In the 2007 Consiglio di Stato election, The most popular party was the PLRT which received 38 or 32.8% of the vote. The next three most popular parties were; the PPD (with 32 or 27.6%), the PS (with 15 or 12.9%) and the PS (with 15 or 12.9%).

==Economy==
There were 85 residents of the village who were employed in some capacity, of which females made up 32.9% of the workforce. In 2008's statistics the total number of full-time equivalent jobs was 21. The number of jobs in the primary sector was 12, all of which were in agriculture. The number of jobs in the secondary sector was 1, of which or (0.0%) were in manufacturing and 1 (100.0%) were in construction. The number of jobs in the tertiary sector was 8. In the tertiary sector; 2 or 25.0% were in the movement and storage of goods, 2 or 25.0% were in a hotel or restaurant and 2 or 25.0% were technical professionals or scientists.
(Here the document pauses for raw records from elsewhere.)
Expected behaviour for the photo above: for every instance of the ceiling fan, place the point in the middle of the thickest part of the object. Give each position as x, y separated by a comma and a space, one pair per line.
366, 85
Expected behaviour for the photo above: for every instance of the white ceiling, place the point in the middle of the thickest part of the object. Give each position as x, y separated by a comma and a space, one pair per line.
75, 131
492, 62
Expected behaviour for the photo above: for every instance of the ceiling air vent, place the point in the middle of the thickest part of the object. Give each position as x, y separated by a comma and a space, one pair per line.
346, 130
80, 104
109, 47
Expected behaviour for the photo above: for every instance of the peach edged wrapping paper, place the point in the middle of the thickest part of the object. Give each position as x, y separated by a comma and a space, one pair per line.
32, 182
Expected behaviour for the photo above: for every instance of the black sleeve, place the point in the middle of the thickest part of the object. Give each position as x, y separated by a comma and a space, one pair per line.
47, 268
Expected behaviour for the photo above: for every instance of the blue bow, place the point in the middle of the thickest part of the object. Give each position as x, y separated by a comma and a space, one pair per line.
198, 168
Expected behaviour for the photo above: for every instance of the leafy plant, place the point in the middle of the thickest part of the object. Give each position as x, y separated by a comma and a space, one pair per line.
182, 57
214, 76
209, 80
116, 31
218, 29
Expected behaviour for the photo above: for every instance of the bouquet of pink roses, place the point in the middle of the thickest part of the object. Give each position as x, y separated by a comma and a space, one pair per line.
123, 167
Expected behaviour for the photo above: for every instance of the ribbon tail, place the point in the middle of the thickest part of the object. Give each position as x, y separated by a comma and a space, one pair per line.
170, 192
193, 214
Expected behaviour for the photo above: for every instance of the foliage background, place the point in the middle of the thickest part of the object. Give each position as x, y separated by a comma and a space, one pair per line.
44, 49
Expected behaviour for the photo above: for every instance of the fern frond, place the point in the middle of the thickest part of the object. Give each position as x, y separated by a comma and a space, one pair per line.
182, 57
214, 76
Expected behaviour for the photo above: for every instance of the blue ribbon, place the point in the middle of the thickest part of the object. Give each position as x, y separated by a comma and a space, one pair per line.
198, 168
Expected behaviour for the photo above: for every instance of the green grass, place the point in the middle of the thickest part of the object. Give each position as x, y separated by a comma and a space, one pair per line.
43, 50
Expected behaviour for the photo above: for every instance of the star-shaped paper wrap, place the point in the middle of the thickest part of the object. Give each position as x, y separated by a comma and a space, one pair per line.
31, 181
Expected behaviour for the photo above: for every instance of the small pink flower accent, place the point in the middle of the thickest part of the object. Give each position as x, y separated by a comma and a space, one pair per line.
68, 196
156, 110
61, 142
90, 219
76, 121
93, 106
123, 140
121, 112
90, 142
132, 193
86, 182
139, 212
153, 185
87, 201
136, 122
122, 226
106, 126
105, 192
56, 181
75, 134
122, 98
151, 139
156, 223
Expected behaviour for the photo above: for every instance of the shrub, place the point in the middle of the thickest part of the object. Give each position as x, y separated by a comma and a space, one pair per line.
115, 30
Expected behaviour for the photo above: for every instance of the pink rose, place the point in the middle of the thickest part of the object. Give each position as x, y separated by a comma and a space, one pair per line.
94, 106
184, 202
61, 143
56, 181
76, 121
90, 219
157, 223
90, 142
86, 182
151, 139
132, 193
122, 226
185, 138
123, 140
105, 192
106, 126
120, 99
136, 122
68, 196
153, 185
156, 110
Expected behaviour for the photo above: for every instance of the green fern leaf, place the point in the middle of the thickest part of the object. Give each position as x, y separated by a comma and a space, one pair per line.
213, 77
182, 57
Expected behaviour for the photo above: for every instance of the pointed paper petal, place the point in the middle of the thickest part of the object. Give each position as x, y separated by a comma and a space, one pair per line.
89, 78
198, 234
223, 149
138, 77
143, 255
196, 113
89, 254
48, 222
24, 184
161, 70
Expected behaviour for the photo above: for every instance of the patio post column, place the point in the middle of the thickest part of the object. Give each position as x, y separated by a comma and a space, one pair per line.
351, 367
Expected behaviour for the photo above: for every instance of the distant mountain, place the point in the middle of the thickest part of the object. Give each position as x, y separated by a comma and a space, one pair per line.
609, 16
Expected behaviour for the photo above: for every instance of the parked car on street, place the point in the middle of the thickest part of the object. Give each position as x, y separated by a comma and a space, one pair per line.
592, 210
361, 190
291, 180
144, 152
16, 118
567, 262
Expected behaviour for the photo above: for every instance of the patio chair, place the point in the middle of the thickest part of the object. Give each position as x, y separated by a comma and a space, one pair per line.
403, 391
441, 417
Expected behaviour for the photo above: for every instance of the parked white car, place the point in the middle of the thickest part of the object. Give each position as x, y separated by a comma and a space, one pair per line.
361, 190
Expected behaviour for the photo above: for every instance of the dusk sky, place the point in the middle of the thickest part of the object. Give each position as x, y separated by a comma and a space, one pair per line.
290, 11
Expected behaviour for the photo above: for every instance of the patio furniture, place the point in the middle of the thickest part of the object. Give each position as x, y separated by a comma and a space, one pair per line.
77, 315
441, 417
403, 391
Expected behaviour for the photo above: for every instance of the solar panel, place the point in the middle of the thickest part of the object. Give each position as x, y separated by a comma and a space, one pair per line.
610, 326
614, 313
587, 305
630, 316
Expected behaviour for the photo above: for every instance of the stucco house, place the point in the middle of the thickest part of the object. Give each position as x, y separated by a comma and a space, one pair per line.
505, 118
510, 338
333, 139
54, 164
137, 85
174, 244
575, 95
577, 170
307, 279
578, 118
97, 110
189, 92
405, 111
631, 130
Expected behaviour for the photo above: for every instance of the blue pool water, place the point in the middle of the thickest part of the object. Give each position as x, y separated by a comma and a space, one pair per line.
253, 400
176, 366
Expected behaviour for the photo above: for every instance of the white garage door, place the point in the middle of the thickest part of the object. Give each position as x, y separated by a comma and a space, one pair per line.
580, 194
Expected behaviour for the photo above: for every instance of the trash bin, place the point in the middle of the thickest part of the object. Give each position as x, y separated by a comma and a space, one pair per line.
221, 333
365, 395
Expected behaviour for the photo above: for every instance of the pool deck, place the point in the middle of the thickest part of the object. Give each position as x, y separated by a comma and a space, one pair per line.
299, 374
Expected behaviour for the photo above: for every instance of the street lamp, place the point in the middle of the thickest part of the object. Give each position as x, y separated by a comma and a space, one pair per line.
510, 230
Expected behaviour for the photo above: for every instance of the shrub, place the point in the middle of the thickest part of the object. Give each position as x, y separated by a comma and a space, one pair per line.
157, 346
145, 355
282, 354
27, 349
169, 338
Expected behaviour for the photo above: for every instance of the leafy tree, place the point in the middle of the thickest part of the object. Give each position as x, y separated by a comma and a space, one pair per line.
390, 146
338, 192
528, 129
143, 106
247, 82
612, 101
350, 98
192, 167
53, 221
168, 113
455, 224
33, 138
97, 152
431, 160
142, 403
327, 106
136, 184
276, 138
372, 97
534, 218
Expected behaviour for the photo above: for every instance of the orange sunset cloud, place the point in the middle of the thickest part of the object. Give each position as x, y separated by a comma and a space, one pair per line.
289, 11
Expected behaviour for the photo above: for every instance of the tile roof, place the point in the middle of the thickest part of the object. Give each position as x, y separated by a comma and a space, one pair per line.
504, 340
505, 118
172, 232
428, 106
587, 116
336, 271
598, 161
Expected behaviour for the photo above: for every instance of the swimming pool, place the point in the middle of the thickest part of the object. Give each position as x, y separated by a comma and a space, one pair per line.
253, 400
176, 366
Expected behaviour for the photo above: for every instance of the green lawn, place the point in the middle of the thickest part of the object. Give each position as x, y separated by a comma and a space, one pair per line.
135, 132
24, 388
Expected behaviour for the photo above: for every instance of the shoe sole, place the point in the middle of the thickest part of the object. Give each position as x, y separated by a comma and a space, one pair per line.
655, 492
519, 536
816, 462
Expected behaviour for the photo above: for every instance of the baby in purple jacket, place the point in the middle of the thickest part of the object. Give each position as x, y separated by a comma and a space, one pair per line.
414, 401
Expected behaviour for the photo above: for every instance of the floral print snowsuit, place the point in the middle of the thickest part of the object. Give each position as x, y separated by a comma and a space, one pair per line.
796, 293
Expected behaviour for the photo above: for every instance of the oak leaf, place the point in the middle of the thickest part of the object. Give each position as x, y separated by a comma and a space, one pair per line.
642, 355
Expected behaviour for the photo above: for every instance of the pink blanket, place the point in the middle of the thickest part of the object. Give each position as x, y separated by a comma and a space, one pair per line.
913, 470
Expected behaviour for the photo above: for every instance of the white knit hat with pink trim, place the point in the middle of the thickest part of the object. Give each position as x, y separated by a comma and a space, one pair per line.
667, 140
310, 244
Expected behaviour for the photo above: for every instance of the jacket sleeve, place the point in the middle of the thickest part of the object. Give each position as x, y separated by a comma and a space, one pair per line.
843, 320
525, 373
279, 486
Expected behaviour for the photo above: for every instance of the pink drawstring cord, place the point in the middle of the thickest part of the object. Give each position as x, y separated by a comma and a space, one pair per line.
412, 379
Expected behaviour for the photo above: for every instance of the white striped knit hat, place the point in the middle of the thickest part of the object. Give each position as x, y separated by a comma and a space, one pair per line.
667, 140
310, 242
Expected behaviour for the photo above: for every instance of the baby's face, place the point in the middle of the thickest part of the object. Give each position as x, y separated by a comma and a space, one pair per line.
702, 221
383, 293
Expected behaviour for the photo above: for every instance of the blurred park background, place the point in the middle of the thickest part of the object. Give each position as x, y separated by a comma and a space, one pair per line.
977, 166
In 2000, there were 6 workers who commuted into the village and 65 workers who commuted away. The village is a net exporter of workers, with about 10.8 workers leaving the village for every one entering.

==Religion==
From the 2000 census, 165 or 80.1% were Roman Catholic, while 5 or 2.4% belonged to the Swiss Reformed Church. There are 15 individuals (or about 7.28% of the population) who belong to another church (not listed on the census), and 21 individuals (or about 10.19% of the population) did not answer the question.

==Education==
As of 2000, there were 20 students from Muggio who attended schools outside the village.